Okay, I have to say that blogging every day is starting to get difficult. This is a real challenge for me when I'm not in some foreign country making a fool out of myself and living to tell the tale. This is just me, living in my New York apartment, not feeling particularly exciting or full of insight.
All that said, the subject on my mind today is "nesting." I didn't really have a word for it before today, but I was having lunch with a friend, and explaining to her that I had this inexplicable desire to paint a room in my apartment. The reason it's inexplicable is because in a couple of weeks I'll be leaving again, and I won't be back for 4 months, and then I'll only be back for a week or two before I'm away again. So why do I want to decorate my apartment? So my subletters can gaze at the nice shade of sandstone that I have painstakingly applied to my walls? "No, Jenny - you're just feeling like nesting!" my friend Leah explained to me. It's natural to want to make your home nice - if that's something that interests you - even when you're away from that home more than in it. It's almost instinctual. And, as Leah pointed out, it's another way to express your creativity. But it can feel so pointless sometimes to buy those nice window treatments when you know you'll soon be staring at the cream colored venetian blinds in the Marriott Residence Inn once again.
It's a real conundrum for a lot of singers; what to do about a home? If you're working regularly, you are probably in your home for at the most two months out of the year, and that's usually spread out with a few days here, a few days there. Some people forgo having a home altogether, and just live as nomads on the road.
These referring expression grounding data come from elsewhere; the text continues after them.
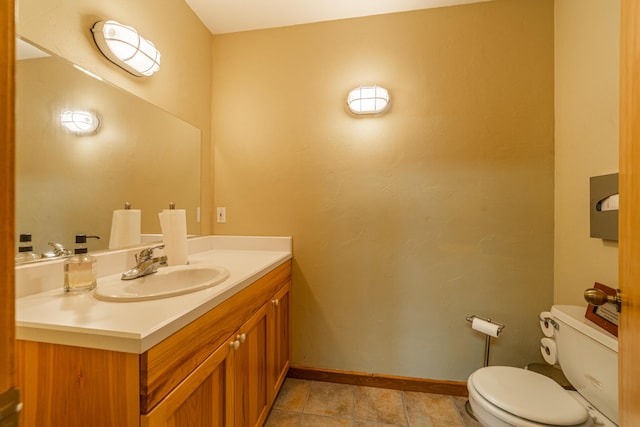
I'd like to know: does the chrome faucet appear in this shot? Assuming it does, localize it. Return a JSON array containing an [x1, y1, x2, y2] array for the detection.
[[121, 244, 168, 280]]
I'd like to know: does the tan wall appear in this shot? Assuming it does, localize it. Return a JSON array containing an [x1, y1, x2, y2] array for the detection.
[[554, 0, 620, 305], [212, 0, 554, 381], [16, 0, 214, 234]]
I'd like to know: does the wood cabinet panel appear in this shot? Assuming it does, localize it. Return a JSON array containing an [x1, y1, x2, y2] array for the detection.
[[142, 339, 232, 427], [231, 304, 270, 427], [268, 281, 290, 401], [16, 340, 139, 427]]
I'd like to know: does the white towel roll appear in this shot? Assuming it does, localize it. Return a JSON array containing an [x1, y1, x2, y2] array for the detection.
[[108, 209, 141, 249], [159, 209, 189, 266], [539, 311, 555, 337], [540, 337, 559, 365]]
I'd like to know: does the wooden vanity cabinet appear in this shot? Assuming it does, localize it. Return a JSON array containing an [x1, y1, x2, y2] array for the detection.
[[17, 260, 291, 427], [267, 281, 290, 400]]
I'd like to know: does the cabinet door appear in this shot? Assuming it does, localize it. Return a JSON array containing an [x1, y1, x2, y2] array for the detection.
[[268, 281, 291, 400], [141, 339, 233, 427], [231, 303, 270, 427]]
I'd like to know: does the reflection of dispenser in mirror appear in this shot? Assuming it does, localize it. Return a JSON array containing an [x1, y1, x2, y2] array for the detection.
[[15, 233, 40, 264], [590, 173, 618, 241]]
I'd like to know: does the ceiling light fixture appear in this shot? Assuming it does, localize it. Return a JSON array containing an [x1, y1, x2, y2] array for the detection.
[[91, 20, 161, 77], [347, 85, 390, 115], [60, 110, 100, 135]]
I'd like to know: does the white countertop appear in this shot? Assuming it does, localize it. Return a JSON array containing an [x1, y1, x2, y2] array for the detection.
[[15, 236, 292, 354]]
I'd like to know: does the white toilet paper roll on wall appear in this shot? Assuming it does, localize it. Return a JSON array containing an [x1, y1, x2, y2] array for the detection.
[[471, 317, 501, 338], [158, 209, 189, 266], [108, 209, 141, 249], [540, 337, 559, 365], [539, 311, 555, 337]]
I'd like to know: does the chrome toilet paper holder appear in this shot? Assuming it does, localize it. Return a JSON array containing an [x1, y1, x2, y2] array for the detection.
[[466, 315, 505, 368], [466, 315, 505, 337]]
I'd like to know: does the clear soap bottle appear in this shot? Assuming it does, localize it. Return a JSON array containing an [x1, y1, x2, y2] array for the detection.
[[15, 233, 40, 264], [64, 234, 100, 292]]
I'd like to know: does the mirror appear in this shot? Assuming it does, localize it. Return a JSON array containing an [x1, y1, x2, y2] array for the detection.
[[15, 37, 201, 256]]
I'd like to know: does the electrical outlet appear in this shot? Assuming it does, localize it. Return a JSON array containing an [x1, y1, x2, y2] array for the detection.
[[216, 207, 226, 223]]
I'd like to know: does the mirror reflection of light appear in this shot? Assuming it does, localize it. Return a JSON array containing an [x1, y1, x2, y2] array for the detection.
[[60, 110, 100, 135]]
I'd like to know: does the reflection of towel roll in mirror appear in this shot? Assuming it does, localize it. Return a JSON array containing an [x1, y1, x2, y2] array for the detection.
[[108, 209, 141, 249], [596, 193, 619, 211], [159, 209, 189, 266]]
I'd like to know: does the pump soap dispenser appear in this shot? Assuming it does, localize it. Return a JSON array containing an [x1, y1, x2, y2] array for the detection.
[[64, 234, 100, 292], [15, 233, 40, 264]]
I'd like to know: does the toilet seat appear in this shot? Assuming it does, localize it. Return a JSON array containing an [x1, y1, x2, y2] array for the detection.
[[468, 366, 591, 426]]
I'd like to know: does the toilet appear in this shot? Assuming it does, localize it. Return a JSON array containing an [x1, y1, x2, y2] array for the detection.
[[467, 305, 618, 427]]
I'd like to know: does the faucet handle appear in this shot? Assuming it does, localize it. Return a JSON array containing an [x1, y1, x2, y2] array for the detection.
[[136, 244, 165, 262]]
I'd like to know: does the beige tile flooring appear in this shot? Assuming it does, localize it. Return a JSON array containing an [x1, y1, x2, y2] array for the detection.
[[265, 378, 483, 427]]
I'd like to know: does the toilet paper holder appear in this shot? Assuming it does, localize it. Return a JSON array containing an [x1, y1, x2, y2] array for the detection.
[[465, 315, 505, 336], [539, 314, 559, 331], [466, 315, 505, 369]]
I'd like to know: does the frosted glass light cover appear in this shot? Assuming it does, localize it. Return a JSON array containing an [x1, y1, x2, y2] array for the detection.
[[347, 86, 390, 115], [60, 110, 100, 134], [91, 20, 161, 77]]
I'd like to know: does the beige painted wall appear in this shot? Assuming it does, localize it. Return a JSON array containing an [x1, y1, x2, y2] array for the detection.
[[554, 0, 620, 305], [212, 0, 554, 381], [16, 0, 215, 234]]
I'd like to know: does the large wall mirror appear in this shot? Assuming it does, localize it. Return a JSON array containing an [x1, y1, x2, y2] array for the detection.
[[15, 37, 201, 256]]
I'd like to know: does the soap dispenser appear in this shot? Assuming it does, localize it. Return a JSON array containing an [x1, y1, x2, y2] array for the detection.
[[15, 233, 40, 264], [64, 234, 100, 292]]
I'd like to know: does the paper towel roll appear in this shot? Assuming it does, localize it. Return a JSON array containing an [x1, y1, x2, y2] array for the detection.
[[539, 311, 555, 337], [540, 337, 559, 365], [472, 317, 501, 338], [108, 209, 141, 249], [159, 209, 189, 266]]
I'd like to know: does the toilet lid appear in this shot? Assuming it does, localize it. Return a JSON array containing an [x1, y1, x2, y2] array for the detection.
[[471, 366, 589, 426]]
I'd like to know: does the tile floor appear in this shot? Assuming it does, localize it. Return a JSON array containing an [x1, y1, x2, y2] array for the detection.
[[264, 378, 483, 427]]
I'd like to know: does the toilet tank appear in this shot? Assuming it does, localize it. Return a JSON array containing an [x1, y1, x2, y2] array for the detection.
[[551, 305, 618, 425]]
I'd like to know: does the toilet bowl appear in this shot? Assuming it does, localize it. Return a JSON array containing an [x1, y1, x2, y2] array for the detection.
[[467, 305, 618, 427], [467, 366, 593, 427]]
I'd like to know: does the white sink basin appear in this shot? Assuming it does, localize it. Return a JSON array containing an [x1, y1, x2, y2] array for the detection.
[[94, 265, 230, 302]]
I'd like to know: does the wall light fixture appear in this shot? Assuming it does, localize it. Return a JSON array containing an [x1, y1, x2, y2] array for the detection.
[[91, 20, 161, 77], [60, 110, 100, 135], [347, 85, 390, 115]]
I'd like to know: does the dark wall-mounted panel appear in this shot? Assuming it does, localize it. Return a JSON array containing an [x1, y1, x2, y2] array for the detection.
[[590, 173, 618, 241]]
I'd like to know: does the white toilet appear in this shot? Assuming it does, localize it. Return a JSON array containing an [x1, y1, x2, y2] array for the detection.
[[467, 305, 618, 427]]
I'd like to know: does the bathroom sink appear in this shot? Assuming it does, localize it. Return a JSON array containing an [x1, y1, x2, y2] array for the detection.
[[94, 265, 230, 302]]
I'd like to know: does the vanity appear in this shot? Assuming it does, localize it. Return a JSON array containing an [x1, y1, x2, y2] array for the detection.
[[14, 236, 292, 427]]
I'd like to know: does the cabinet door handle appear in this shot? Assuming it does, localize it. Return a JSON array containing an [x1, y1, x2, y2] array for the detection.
[[272, 299, 279, 306], [230, 339, 240, 350], [238, 333, 246, 343]]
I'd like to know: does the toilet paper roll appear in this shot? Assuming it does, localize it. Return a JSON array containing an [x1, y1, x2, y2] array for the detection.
[[108, 209, 141, 249], [472, 317, 501, 338], [159, 209, 189, 266], [539, 311, 555, 337], [540, 337, 559, 365]]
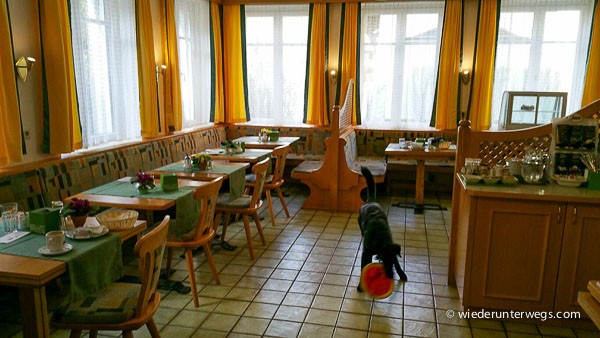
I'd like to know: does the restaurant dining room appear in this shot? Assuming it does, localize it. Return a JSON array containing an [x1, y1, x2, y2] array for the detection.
[[1, 0, 600, 337]]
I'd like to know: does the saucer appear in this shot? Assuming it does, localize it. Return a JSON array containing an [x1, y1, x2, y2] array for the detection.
[[38, 243, 73, 256]]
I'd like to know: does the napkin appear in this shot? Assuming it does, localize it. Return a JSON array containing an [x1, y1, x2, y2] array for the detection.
[[0, 231, 30, 244]]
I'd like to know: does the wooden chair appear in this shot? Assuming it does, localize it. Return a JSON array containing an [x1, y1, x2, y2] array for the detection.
[[165, 177, 223, 308], [213, 157, 270, 260], [52, 216, 170, 338], [245, 144, 291, 226]]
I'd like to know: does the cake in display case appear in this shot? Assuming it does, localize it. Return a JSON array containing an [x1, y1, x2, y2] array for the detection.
[[499, 91, 567, 130]]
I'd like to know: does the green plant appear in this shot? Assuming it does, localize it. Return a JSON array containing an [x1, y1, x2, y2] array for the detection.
[[192, 153, 212, 165]]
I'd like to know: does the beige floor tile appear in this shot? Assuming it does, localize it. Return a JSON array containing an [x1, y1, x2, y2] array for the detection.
[[435, 309, 470, 326], [536, 325, 576, 337], [262, 278, 293, 292], [471, 327, 508, 338], [213, 299, 250, 315], [337, 312, 371, 330], [341, 298, 373, 314], [199, 313, 239, 332], [317, 284, 346, 298], [438, 323, 472, 337], [274, 305, 309, 322], [169, 309, 209, 327], [153, 307, 180, 325], [254, 289, 286, 304], [333, 327, 368, 338], [270, 268, 300, 280], [231, 317, 269, 335], [503, 322, 539, 334], [296, 271, 324, 282], [298, 323, 335, 338], [243, 302, 279, 319], [404, 305, 436, 322], [404, 319, 437, 337], [372, 302, 403, 318], [370, 315, 404, 335], [158, 325, 195, 338], [190, 328, 228, 338], [506, 333, 542, 338], [264, 320, 302, 337], [305, 308, 339, 326], [312, 295, 343, 311], [282, 292, 315, 307], [224, 287, 259, 301], [290, 281, 320, 294]]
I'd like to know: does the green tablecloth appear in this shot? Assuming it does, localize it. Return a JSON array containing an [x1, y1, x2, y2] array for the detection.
[[154, 163, 245, 200], [84, 181, 199, 239], [0, 231, 122, 301]]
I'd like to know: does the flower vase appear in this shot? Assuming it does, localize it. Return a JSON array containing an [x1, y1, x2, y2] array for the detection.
[[136, 183, 150, 194], [198, 163, 208, 171], [70, 215, 88, 228]]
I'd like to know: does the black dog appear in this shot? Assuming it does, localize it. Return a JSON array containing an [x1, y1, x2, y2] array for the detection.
[[358, 166, 408, 292]]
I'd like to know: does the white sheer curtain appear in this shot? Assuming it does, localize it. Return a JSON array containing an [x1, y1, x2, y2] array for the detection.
[[175, 0, 211, 128], [359, 1, 444, 129], [70, 0, 141, 148], [492, 0, 594, 128], [245, 5, 309, 125]]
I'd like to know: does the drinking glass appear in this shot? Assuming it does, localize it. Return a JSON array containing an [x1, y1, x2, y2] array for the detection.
[[1, 202, 18, 233]]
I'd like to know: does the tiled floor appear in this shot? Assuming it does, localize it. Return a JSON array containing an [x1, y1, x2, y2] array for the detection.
[[17, 184, 600, 337]]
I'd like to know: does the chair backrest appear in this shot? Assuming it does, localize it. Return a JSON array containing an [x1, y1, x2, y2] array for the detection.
[[134, 215, 170, 318], [192, 176, 223, 241], [270, 144, 291, 184], [249, 157, 271, 207]]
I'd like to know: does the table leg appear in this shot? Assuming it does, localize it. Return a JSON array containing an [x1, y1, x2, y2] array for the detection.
[[414, 160, 425, 213], [19, 286, 50, 338]]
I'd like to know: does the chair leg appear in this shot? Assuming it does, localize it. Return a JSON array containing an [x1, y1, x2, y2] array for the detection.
[[147, 318, 160, 338], [69, 330, 82, 338], [122, 330, 134, 338], [165, 247, 174, 278], [184, 249, 199, 307], [241, 214, 255, 260], [221, 212, 231, 243], [89, 331, 98, 338], [265, 189, 275, 226], [203, 243, 220, 284], [276, 187, 290, 217], [253, 211, 266, 245]]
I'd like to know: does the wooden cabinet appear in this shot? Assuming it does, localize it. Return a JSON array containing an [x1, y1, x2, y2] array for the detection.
[[454, 185, 600, 316], [556, 205, 600, 313], [466, 198, 564, 311]]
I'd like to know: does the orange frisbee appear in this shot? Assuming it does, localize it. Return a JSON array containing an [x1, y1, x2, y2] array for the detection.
[[360, 263, 394, 299]]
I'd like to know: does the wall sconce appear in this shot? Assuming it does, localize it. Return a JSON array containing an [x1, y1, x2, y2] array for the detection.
[[15, 56, 36, 82], [155, 64, 167, 82], [461, 69, 470, 85], [329, 69, 337, 85]]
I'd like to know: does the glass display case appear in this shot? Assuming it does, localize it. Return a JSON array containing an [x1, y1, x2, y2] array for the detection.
[[499, 91, 567, 130]]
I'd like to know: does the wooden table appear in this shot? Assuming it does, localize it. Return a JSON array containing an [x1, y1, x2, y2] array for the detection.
[[0, 220, 146, 338], [68, 177, 208, 211], [385, 143, 456, 213], [204, 149, 272, 164], [232, 136, 300, 149], [150, 161, 249, 181]]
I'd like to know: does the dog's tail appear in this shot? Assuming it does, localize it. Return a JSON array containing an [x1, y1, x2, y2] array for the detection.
[[361, 166, 376, 203]]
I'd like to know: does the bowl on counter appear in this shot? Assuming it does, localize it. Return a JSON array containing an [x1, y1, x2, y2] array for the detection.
[[553, 175, 587, 187]]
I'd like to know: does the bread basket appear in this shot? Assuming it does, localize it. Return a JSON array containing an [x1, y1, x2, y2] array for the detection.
[[96, 209, 139, 231]]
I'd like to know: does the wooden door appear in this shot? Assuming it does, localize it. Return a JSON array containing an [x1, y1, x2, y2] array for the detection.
[[467, 198, 564, 311], [556, 204, 600, 313]]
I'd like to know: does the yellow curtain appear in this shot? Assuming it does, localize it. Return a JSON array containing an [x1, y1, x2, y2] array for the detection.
[[136, 0, 159, 138], [0, 0, 22, 166], [39, 0, 82, 153], [433, 0, 462, 130], [338, 3, 359, 125], [211, 2, 225, 123], [164, 0, 182, 132], [304, 3, 328, 126], [582, 1, 600, 106], [468, 0, 498, 130], [223, 5, 248, 123]]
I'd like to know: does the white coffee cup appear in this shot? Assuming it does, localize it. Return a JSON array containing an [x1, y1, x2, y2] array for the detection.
[[46, 230, 65, 253]]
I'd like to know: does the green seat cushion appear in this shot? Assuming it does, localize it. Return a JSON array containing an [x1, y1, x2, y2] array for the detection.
[[217, 194, 252, 208], [55, 283, 139, 324]]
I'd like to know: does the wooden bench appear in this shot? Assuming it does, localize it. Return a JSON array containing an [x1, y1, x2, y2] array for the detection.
[[291, 80, 386, 212]]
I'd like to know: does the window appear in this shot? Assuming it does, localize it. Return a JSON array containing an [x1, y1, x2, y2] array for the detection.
[[175, 0, 211, 128], [491, 0, 594, 129], [70, 0, 141, 148], [245, 5, 309, 125], [360, 2, 445, 128]]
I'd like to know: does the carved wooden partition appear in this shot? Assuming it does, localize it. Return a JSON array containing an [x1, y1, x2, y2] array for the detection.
[[448, 98, 600, 284], [294, 80, 367, 212]]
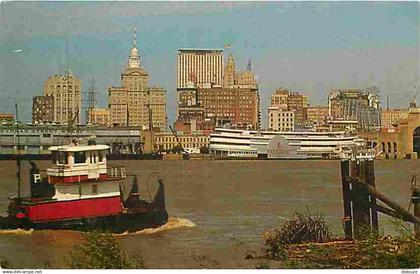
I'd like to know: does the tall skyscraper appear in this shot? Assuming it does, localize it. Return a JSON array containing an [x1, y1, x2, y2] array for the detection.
[[108, 29, 166, 130], [44, 74, 82, 124], [177, 48, 224, 89], [223, 54, 235, 88]]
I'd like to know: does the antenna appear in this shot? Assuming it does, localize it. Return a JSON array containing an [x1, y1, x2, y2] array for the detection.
[[58, 53, 63, 75], [387, 94, 389, 110], [133, 27, 137, 47], [66, 21, 71, 133], [86, 73, 96, 124], [247, 58, 252, 71]]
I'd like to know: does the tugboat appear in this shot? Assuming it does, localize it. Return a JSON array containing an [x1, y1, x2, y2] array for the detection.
[[0, 139, 168, 233]]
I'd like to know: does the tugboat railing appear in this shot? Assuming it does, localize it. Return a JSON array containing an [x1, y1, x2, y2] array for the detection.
[[107, 165, 126, 179], [38, 165, 127, 180]]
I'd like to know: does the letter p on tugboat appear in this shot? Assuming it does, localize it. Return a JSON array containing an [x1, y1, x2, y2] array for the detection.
[[0, 138, 168, 233]]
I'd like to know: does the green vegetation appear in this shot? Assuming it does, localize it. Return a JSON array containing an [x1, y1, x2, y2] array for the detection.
[[69, 231, 143, 269], [358, 235, 420, 269], [0, 256, 12, 269], [261, 211, 420, 269]]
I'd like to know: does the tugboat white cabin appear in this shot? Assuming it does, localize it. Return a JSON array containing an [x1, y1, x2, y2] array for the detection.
[[48, 144, 111, 183]]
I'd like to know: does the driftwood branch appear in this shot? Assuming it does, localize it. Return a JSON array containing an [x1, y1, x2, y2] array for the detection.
[[374, 204, 413, 223], [346, 177, 420, 225]]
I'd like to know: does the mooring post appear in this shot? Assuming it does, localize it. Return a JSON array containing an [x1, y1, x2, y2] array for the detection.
[[366, 160, 379, 234], [412, 185, 420, 239], [340, 160, 352, 239], [351, 160, 372, 239]]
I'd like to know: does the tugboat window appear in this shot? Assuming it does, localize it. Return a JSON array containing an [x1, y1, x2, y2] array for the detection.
[[74, 152, 86, 164], [99, 151, 103, 162], [52, 151, 57, 164], [57, 151, 68, 165]]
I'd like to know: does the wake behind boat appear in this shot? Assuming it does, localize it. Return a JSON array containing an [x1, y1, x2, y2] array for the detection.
[[0, 139, 168, 233]]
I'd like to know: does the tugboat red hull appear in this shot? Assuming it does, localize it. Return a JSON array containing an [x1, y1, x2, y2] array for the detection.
[[1, 209, 168, 233], [1, 144, 169, 233], [1, 179, 168, 233]]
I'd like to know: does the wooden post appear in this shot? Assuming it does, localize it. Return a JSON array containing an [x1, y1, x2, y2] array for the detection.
[[366, 160, 379, 234], [412, 186, 420, 239], [351, 160, 372, 239], [340, 160, 352, 239]]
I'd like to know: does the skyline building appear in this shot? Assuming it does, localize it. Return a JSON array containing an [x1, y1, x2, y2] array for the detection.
[[44, 74, 82, 125], [108, 29, 166, 130], [269, 88, 307, 127], [328, 88, 381, 131], [32, 95, 54, 124], [177, 48, 224, 89], [176, 52, 260, 131], [307, 105, 329, 127], [88, 108, 110, 127], [268, 106, 295, 132], [197, 86, 260, 129]]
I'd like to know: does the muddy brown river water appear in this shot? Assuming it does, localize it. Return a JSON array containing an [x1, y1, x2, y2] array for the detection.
[[0, 160, 417, 268]]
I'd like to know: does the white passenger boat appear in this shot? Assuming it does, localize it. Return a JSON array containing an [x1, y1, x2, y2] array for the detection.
[[209, 128, 362, 159]]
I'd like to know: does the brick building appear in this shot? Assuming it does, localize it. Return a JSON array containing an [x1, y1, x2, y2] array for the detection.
[[307, 106, 329, 126], [268, 88, 308, 127], [176, 52, 260, 132], [197, 86, 259, 129]]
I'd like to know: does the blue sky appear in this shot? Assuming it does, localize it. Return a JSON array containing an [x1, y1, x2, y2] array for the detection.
[[0, 1, 418, 126]]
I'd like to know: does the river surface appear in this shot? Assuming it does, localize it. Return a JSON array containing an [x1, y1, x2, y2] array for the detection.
[[0, 160, 417, 268]]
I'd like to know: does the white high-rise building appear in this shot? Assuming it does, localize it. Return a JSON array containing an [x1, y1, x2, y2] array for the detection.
[[177, 48, 224, 89]]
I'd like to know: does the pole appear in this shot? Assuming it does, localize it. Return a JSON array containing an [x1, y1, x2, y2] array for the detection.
[[351, 160, 371, 239], [15, 103, 21, 201], [412, 186, 420, 238], [366, 160, 379, 233], [340, 160, 352, 239]]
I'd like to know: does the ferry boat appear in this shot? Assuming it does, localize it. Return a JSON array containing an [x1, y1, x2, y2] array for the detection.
[[209, 128, 363, 159], [0, 139, 168, 233]]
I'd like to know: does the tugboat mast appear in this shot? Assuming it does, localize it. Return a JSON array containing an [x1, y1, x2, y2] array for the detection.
[[15, 103, 21, 201]]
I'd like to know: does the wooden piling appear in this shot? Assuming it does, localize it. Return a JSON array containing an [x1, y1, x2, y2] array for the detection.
[[412, 186, 420, 239], [365, 160, 379, 234], [351, 160, 372, 239], [340, 160, 352, 239]]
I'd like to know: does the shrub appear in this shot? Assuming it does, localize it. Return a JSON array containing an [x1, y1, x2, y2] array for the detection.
[[69, 231, 142, 269], [0, 256, 12, 269]]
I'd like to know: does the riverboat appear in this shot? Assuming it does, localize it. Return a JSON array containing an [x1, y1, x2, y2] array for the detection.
[[209, 128, 363, 159], [0, 139, 168, 233]]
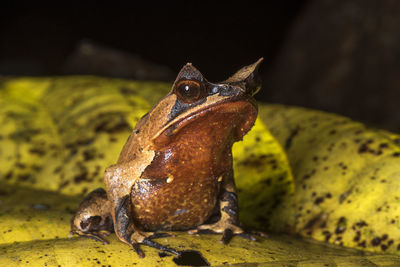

I however love the feeling that there is a place I can call home, where at least my stuff is hanging out, so that I can come back to it and bask in that feeling of security you get when you're wrapped in the duvet cover that you picked out (at Ikea, but still, I picked it). I spend so much time in other people's apartments, or worse, totally sterile hotels, that there is something really soothing about being someplace where I get to decide which wall to put the couch against.
Right now I'm trying to decide what to do with the next year and a half of my life. Since I have a lot of jobs in Berlin, and since I love that town so much, I am really considering a move over there for at least 6 months to a year. But that also REALLY scares me, since so much of my feeling grounded comes from being in the place that I have lived for so long with so many people I know. But Berlin has the excitement of being someplace new, with endless possibilities, and new friends, new jobs, and a closer connection to so much more work available in Europe.
In the meantime, I guess I'll go ahead and paint my bedroom. Even if I only get to enjoy the feeling of having mossy grey walls for a couple of weeks, it's better than nothin'. And then my subletters can lie in my bed and complain to each other about what bad taste I must have to have chosen such a weird color. Too bad, suckers. They're MY walls. So there.
4 comments:
Everytime I read your posts, I want to yell "yeah! I TOTALLY understand!"... this case not being an exception! I think our desire to nest is also a reaction to the craziness of being a singer. Painting walls and pushing furniture around are simple satisfying jobs that do not require a huge intellectual commitment. You get an immediate sense of accomplishment while allowing your mind to wander about as it wishes. There's nothing like a day of physical work and house organising to offset days of performances and auditions and practising!
Leah Wool?
Sounds like a plan, the going to Berlin - it will be an adventure and you're right, there's more work opportunity when you're based there. Keep that NY apt as long as you can, though :-).
Mitch: Not Leah Wool (although she is lovely - we've met) but Leah Partridge, a fabulous and amazing soprano.